Staunton, Feb. 27 – Vladimir Putin, who frequently accuses NATO of wanting to “transform Russia into Muscovy,” is in fact doing more than anyone else to promote that outcome, according to Vadim Shtepa, the editor of the Tallinn-based regionalist portal, Region.Expert.
This can be seen in the Kremlin leader’s new language law which seeks to purge Russian of foreign words, exactly the opposite of what the Petersburg imperial authorities did when they willingly accepting words from other languages (rus.postimees.ee/7716453/vadim-shtepa-pomogut-li-estonskie-russkie-otobrat-u-kremlya-pravo-sobstvennosti-na-russkiy-yazyk reposted at region.expert/est-rus/).

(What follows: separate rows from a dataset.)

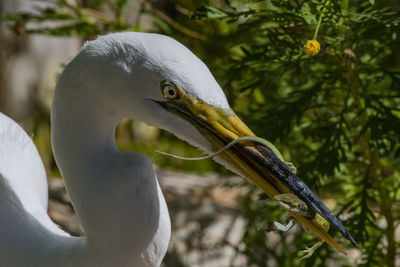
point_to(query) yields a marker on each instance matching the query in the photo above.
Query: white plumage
(116, 195)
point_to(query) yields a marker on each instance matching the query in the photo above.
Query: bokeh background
(335, 115)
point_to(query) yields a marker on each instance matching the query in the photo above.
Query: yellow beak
(256, 162)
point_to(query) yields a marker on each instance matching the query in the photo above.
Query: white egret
(147, 77)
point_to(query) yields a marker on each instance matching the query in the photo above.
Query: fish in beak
(257, 162)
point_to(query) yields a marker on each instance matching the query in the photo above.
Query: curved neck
(116, 195)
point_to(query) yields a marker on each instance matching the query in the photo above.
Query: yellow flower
(312, 47)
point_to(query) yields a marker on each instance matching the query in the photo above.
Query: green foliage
(335, 115)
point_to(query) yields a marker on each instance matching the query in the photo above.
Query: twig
(173, 23)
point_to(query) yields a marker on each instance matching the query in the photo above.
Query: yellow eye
(169, 90)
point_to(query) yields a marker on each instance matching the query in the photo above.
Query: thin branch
(173, 23)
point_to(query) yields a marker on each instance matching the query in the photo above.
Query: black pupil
(171, 92)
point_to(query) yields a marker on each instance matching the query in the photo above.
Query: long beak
(256, 162)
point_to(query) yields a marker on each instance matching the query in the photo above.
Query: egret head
(157, 80)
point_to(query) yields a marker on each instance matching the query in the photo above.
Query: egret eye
(169, 90)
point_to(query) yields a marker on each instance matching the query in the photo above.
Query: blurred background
(335, 115)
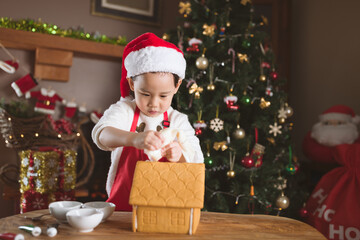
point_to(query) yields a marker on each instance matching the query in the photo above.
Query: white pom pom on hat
(341, 113)
(149, 53)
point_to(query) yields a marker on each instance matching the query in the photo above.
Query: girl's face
(153, 92)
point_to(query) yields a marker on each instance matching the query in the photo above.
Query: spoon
(37, 218)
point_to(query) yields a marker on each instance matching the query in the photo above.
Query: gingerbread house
(167, 197)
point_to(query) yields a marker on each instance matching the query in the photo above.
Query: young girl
(153, 70)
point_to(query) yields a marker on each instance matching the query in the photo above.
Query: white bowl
(84, 219)
(59, 209)
(106, 207)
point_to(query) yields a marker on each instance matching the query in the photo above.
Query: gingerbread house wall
(165, 219)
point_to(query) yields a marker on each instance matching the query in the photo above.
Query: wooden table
(212, 226)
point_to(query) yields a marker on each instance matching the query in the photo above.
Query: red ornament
(265, 65)
(274, 75)
(193, 48)
(198, 131)
(303, 212)
(230, 101)
(199, 125)
(296, 167)
(258, 163)
(248, 162)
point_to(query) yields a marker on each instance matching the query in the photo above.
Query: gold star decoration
(196, 89)
(209, 30)
(244, 2)
(185, 8)
(243, 57)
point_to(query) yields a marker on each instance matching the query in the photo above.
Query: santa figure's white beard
(332, 135)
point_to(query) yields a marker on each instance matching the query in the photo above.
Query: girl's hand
(172, 152)
(149, 140)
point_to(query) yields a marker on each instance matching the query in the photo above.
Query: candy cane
(232, 51)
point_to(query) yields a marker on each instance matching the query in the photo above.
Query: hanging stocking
(9, 66)
(70, 109)
(24, 84)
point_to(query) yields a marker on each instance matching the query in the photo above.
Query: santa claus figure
(337, 125)
(333, 144)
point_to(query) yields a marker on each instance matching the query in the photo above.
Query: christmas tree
(234, 95)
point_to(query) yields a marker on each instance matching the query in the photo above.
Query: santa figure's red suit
(333, 207)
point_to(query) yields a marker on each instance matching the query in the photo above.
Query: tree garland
(46, 28)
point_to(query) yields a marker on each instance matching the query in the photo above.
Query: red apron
(120, 190)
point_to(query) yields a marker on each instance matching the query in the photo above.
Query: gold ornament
(244, 2)
(281, 120)
(283, 201)
(202, 62)
(282, 113)
(243, 57)
(166, 37)
(264, 104)
(231, 173)
(196, 90)
(239, 132)
(209, 30)
(220, 145)
(262, 78)
(271, 140)
(185, 8)
(289, 111)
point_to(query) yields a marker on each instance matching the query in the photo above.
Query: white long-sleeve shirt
(120, 115)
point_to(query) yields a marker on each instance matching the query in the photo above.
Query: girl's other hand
(172, 151)
(149, 140)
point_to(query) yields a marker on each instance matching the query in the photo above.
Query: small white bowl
(106, 207)
(59, 209)
(84, 219)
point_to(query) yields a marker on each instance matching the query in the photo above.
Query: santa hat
(149, 53)
(341, 113)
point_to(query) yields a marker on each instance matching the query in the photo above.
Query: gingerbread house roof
(164, 184)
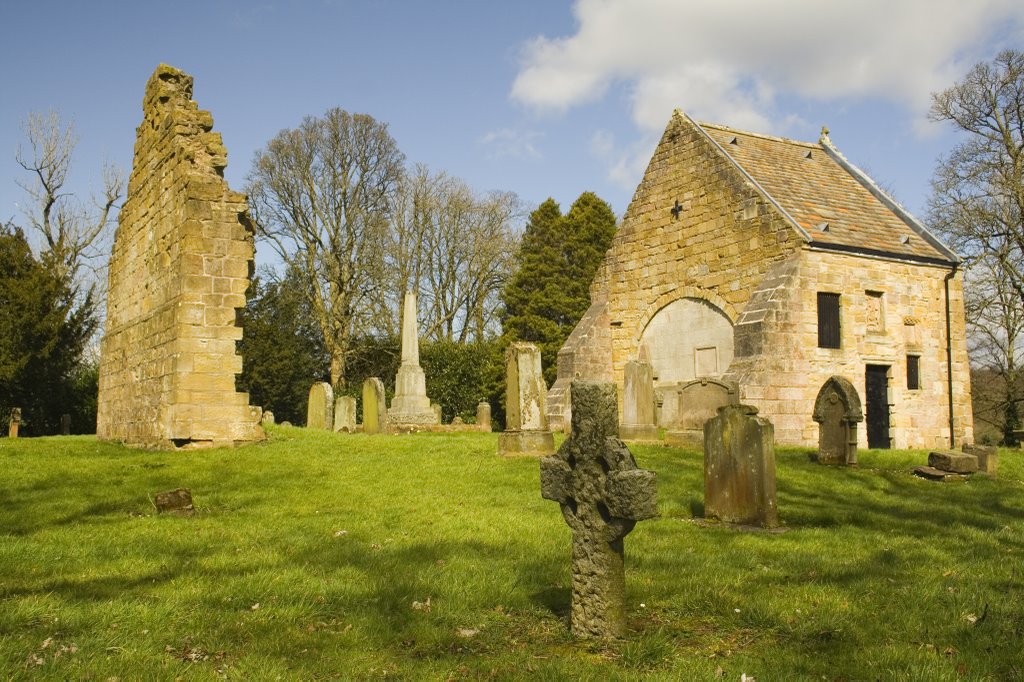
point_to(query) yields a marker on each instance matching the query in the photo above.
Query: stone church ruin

This current effort, Shtepa continues, will lead to exactly the opposite effect its authors hope for. “They would like to ‘strengthen’ Russian but in reality they will lead to its geographic dismemberment.” The tsars suppressed regional dialects to promote an imperial language but ow those dialects and others based in other countries will revive and become ever rore different.
“Something similar happened historically with English and Spanish,” the regionalist continues. “They also at a certain period were imperial languages based on a single set of rules, but they when they began to be used in independent countries,” that unity fell apart with each speaking an English or a Spanish reflecting local conditions.
Up to now, Shtepa says, “Russia is considered in Moscow to be a ‘mono-centric’ tongue” with the rules set in the center. Indeed, until very recently, many Russian media outlets in Estonia even followed those rules. But that is changing and linguistic diversity among various Russian languages is undermining the imperial nature of the language and the state.
(The Tallinn-based regionalist points to the work of Tomasz Kamusella on this point. See “Russian: A Monocentric or Pluricentric Language?” Colloquia Humanistica 7 (2018) at ispan.waw.pl/journals/index.php/ch/issue/view/92; in Russian at region.expert/russian-languages/).)
According to Shtepa, “the development of ‘local Russian languages’ in various countries does not depend at all on whether they have an official status there or not. For example, English in the US is not a state language but that in no way has prevented the Americans from putting out textbooks on American English.”
Indeed, as Winston Churchill famously observed, this process has gone on so long and so thoroughly that the British and the Americans are now divided by what people in both countries proudly but mistakenly believe is their common English language.